Die Bezeichnung Heiermann wird in manchen Gegenden Deutschlands umgangssprachlich für das 5-Mark-Stück, heute selten auch für den 5-Euro-Schein, verwendet. Das Wort entstand wohl Anfang des 20. Jahrhunderts im norddeutschen Sprachraum, breitete sich anekdotischen Angaben zufolge aber mindestens bis ins Rheinland aus.[1]

Vereinzelt (in Krefeld) soll zudem das 50-Pfennig-Stück als „Heiermännchen“ bezeichnet worden sein.[1]

Herkunft des Begriffs[Bearbeiten]

Über den Ursprung des Begriffes gibt es mehrere Vermutungen. Die etymologisch am besten abgesicherte Variante besagt, dass der Begriff aus dem hebräischen Buchstaben ה („He“, in jiddischer Aussprache „Hey“) entstanden sei. Im Hebräischen steht jeder Buchstabe bereits seit biblischen Zeiten auch für eine Zahl (z. B. 1, 2, 3 … 20, 30 usw.), wobei das ה („He“) als fünfter Buchstabe des Alphabets für „fünf“ steht.

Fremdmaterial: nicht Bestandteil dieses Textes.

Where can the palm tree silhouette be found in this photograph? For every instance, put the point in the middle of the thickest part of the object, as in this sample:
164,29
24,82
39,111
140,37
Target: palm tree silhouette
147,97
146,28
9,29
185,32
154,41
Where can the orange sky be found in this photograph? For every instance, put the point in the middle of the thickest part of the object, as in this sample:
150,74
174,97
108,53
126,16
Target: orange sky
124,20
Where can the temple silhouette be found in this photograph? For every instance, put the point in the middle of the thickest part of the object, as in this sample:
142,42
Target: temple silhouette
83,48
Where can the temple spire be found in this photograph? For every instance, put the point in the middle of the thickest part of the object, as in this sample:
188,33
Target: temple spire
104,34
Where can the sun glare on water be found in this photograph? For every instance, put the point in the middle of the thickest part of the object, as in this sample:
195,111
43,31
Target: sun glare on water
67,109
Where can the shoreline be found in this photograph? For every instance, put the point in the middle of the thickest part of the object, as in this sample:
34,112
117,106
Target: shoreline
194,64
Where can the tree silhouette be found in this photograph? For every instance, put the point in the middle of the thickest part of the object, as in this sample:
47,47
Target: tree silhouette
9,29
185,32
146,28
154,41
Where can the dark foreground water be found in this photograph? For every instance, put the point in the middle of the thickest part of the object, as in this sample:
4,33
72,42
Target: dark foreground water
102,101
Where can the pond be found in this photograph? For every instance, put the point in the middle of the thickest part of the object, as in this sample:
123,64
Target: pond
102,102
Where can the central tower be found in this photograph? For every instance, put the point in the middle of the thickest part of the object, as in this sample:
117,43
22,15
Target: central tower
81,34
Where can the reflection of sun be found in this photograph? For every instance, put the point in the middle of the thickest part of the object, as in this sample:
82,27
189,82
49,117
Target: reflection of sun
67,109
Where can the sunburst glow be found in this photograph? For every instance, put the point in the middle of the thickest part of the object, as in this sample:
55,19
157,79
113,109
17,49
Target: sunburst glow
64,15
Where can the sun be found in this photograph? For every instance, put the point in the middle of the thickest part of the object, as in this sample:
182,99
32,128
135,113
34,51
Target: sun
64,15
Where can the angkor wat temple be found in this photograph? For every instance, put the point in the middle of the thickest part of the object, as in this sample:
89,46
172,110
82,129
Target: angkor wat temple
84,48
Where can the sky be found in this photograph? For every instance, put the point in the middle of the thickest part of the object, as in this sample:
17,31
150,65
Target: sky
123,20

Heinemann wurde nur mit Briefmarken bis zu 2 DM geehrt

Weitere verbreitete Herleitungen beziehen sich einerseits auf den Begriff Heuer: Um 1900 waren fünf Goldmark ein gängiger Betrag, den Seeleute als Handgeld erhielten. Andererseits soll – so wird aus dem Rotlichtmilieu kolportiert – in den frühen 1950er-Jahren die DM eine so hohe Kaufkraft gehabt haben, dass Seeleute auf der Hamburger Reeperbahn für fünf Mark in ein Bordell gehen konnten. Da „heia machen“ in manchen Dialekten „schlafen“ bedeutet, habe man das Fünfmarkstück „Heiermann“ (Heiamann) genannt; dazu passt allerdings nicht, dass der Ausdruck schon Anfang des 20. Jahrhunderts benutzt wurde.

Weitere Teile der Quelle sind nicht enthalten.